Die EU-Entwaldungsverordnung (EUDR - European Union Deforestation Regulation) ist eine ab 30. Dezember 2025 für große und mittlere Unternehmen verbindliche EU-Regulierung, die den Import und Handel von Produkten verbietet, die zu Entwaldung oder Waldschädigung beitragen. Im Einkauf verlangt sie umfassende Due-Diligence-Prüfungen bei kritischen Rohstoffen wie Palmöl, Holz, Kaffee, Kakao, Rindern, Kautschuk und Soja sowie deren Folgeprodukten, wobei Unternehmen nachweisen müssen, dass ihre Produkte nicht von Flächen stammen, die nach dem 31. Dezember 2020 durch Waldrodung entstanden sind.

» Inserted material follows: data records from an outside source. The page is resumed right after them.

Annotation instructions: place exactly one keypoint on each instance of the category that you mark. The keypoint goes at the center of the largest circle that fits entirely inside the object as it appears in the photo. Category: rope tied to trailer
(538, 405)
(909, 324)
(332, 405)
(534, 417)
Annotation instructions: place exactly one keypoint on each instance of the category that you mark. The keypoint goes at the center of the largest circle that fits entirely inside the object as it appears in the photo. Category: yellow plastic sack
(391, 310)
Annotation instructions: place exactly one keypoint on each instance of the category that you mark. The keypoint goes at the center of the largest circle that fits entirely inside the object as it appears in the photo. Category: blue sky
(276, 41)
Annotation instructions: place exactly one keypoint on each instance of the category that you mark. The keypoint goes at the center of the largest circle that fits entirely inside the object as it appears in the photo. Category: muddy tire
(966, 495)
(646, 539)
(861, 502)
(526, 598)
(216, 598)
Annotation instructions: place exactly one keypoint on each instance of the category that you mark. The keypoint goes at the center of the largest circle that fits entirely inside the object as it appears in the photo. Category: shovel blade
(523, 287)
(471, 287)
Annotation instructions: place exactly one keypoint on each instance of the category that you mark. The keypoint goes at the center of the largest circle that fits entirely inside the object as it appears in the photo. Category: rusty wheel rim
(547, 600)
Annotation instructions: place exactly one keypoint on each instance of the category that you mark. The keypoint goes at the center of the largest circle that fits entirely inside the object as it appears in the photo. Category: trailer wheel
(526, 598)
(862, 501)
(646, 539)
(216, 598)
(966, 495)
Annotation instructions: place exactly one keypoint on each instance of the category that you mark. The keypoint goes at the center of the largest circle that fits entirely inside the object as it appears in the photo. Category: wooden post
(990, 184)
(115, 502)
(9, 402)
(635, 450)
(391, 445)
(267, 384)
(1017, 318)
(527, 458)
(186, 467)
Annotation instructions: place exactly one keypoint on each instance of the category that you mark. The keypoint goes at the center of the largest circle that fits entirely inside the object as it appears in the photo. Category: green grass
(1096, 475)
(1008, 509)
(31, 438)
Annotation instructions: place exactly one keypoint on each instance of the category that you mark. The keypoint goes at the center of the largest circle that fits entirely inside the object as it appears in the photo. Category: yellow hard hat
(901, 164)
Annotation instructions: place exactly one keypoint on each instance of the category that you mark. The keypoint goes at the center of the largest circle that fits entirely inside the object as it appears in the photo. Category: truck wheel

Die EUDR wurde am 31. Mai 2023 verabschiedet und trat offiziell am 29. Juni 2023 in Kraft. Ihre Anwendung erfolgt jedoch stufenweise, um den Unternehmen ausreichend Zeit für die Umsetzung zu geben. Ab dem 30. Dezember 2025 gilt die Verordnung für große und mittlere Unternehmen, ab dem 30. Juni 2026 auch für kleine und Kleinstunternehmen. Diese Staffelung berücksichtigt die unterschiedlichen Kapazitäten und Ressourcen von Unternehmen verschiedener Größe.
Das zentrale Ziel der EUDR ist es, die globale Entwaldung und Waldschädigung zu reduzieren, die maßgeblich durch die Erzeugung und den Konsum bestimmter Rohstoffe und Produkte verursacht wird. Laut der Ernährungs- und Landwirtschaftsorganisation der Vereinten Nationen (FAO) sind in den letzten 30 Jahren weltweit rund 420 Millionen Hektar Wald verloren gegangen – eine Fläche, die größer ist als die Europäische Union. Bis zu 90 Prozent dieser Abholzungen sollen landwirtschaftlichen Zwecken gewichen sein.
Die Definition des "Marktteilnehmers" in der EUDR ist besonders relevant für Einkäufer. Gemäß Artikel 2 Nummer 15 ist ein Marktteilnehmer eine natürliche oder juristische Person, die im Rahmen einer gewerblichen Tätigkeit relevante Erzeugnisse auf dem Markt in Verkehr bringt oder ausführt. Unter gewerblicher Tätigkeit wird die Verarbeitung, der Vertrieb und die Verwendung verstanden.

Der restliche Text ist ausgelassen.